A commentary by McMahon and Howell (2017) says that hospitals are not really unified entities but rather a collection of workshops.
Thus, the authors claim:
A policy that applies penalties across the entire Medicare line of business in a hospital based on the outcomes of selected tracer conditions is problematic. The hospital providers caring for patients with an acute myocardial infarction are different from those caring for patients with pneumonia: the doctors are different, the nurses are different, the social workers are different, the physical locations in the hospital are different. Penalizing the entire hospital for deficiencies in a specific type of disease neither makes sense nor is it likely to be an effective way of changing behavior.

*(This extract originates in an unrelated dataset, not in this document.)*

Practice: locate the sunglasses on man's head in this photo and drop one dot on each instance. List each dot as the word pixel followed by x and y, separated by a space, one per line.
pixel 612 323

So if value-based payments at the hospital level won’t work, what makes sense? The authors argue for better alignment between hospital and physician value-based purchasing programs.
Some physicians base the bulk of their practice and payment on hospital-centric services (for example, cardiac surgery); while others, like psychiatry, are less linked between inpatient processes and subsequent patient outcomes. For these hospital-centric product lines, the hospital-based penalties and quality metrics must necessarily be aligned with the physician-based penalties and quality metrics
More importantly, they argue that a better understanding of the key decision-makers, culture, and organization of hospitals is a necessary condition to affect any key quality improvements.
An interesting perspective and worth a read.
McMahon, Laurence F., and Joel D. Howell. “The Hospital: Still the Doctors’ Workplace (s)—A Cautionary Note for Approaches to Safety and Value Improvement.” Health Services Research (2017).